The company has two injection wells on a site located on unincorporated land near Oxnard. Since 2010, according to records from the California Division of Oil, Gas and Geothermal Resources, at its main well the company injected 2,195,364 barrels of oil-field-related fluids at a depth of approximately 5,000 feet. The company is allowed to take two tanker trucks an hour for injection, but in the past three years, it has far exceeded its permitted limits of about 60,000 barrels a month, said Brian Baca, who manages commercial permitting for the county.

In a notice of violation to the company dated June 25, 2014, Baca charged, “Anterra Energy has violated the truck delivery limits [in the permit] for every month from November 2013 through March of 2014.” A “notice of noncompliance” has been recorded on the property, prohibiting the sale or refinancing of the facility, and the county has threatened the company with fines of more than $1,000 a day.

Yet Baca said that to his knowledge, the criminal investigation of Anterra is not related to the dispute over the permit. “The district attorney has not requested any information, and I have not participated in any communications on this with his office,” he said. “Our issue is the permit violation, and I don’t know of any linkage between the criminal investigation and our permit.”

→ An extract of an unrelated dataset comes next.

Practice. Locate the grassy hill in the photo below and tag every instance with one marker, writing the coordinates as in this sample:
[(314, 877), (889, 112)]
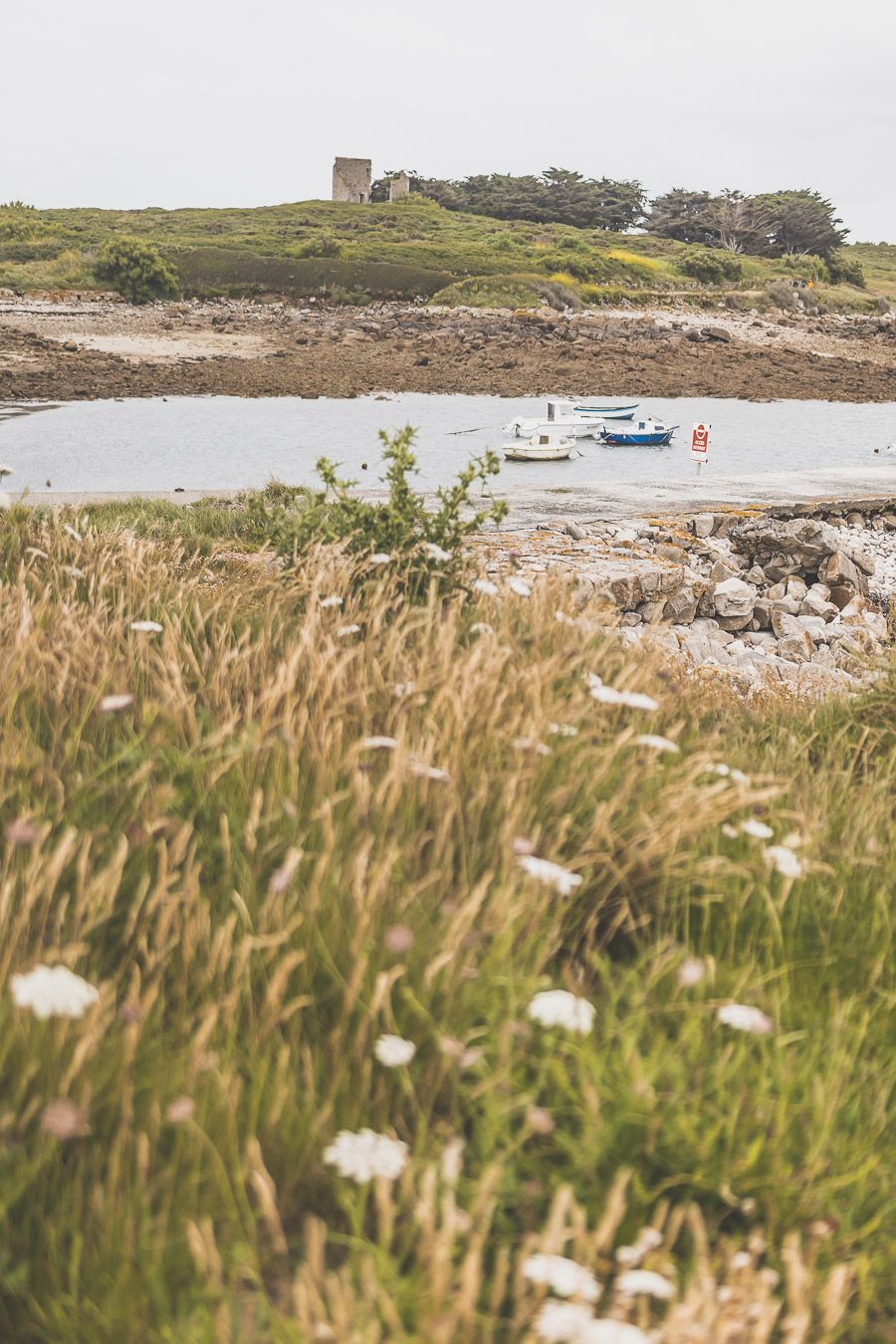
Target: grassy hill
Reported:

Carmen Ramirez, mayor pro tem of the nearby city of Oxnard, expressed her frustration: “I don’t understand why we have an injection well in the middle of the Oxnard Plain,” she said. “We rely on groundwater for our homes and for our agriculture, and this is where we grow food for so much of the country. To be pumping unknown and potentially caustic substances into the ground here ​— ​I don’t know why we are so reckless.” Anterra has appealed the notice of violation, and the matter will be heard before a county planning board on October 23.